This time I’m sharing a guest post I wrote not long ago concerning how coach self-care can be encouraged through a novel application of the “I’m OK, You’re OK” stance familiar from Transactional Analysis. We usually try to apply such a stance when dealing with our coachees, endeavouring to bring a non-judgemental compassion to our relationships. Yet many of us are rarely so non-judgemental or compassionate with ourselves.
Here I suggest that we can take care of ourselves better as coaches if we learn to approach ourselves as if we were someone we were coaching. By tapping into the best of what we bring to our coaching relationships, we begin to be able to non-judgmentally acknowledge and accept our own frailties, treating ourselves kindly for having tried our best.
The guest post first appeared in Coaching World in August 2018, published by the International Coach Federation (ICF). You can see the original publication here, and I’d like to point out that copyright is held by the ICF (meaning it should not be reproduced or reblogged without gaining permission from the ICF first).

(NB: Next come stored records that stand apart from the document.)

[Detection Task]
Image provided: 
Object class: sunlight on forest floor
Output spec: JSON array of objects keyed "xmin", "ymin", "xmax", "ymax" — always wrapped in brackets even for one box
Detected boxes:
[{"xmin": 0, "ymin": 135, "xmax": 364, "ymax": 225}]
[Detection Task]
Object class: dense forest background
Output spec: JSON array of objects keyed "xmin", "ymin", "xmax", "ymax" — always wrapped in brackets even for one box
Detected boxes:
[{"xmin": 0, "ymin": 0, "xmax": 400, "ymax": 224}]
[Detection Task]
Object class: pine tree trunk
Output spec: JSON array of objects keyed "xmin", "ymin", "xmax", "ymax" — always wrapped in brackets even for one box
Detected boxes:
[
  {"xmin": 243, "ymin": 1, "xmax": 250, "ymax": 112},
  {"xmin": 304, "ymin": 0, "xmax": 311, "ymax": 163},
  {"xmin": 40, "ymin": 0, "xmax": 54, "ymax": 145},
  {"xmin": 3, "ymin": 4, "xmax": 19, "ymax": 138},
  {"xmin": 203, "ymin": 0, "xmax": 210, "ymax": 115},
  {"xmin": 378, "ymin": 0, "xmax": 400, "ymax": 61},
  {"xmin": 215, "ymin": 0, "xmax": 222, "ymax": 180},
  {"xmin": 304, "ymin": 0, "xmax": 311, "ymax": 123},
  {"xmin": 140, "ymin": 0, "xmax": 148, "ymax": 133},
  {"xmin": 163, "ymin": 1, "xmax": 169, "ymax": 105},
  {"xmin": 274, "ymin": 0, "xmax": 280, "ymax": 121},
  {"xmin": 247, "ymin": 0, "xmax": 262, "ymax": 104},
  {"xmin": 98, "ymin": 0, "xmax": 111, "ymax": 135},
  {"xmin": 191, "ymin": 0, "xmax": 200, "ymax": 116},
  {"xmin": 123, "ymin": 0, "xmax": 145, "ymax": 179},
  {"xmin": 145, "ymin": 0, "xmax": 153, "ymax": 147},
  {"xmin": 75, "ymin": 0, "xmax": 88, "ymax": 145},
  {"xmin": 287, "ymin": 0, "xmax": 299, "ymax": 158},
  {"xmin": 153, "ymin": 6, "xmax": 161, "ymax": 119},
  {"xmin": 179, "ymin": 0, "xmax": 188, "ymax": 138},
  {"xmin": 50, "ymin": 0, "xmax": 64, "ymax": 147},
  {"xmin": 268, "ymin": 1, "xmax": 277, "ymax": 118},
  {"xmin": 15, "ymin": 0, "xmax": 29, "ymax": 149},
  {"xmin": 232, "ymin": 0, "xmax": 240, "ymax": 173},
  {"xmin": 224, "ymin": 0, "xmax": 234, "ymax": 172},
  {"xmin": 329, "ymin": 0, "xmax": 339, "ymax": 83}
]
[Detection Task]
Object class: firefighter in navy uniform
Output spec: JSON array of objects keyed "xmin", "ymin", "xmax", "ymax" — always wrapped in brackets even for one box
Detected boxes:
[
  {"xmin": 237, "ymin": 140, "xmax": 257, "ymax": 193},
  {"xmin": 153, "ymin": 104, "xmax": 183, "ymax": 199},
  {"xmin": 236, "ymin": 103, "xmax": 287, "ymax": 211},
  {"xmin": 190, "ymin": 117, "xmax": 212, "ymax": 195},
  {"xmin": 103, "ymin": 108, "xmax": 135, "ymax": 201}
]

Encouraging Coach Self-care through an “I’m OK, You’re OK” Stance
As coaches, our aim is to maintain a compassionate “I’m OK, You’re OK” stance with our clients. We respect their “wisdom” as well as their ability to dig deep (with our help) to find the appropriate solutions for their particular needs. We bring a non-judgmental attention to those with whom we’re working. Yet, do we bring the same compassionate stance and non-judgmental attention to ourselves?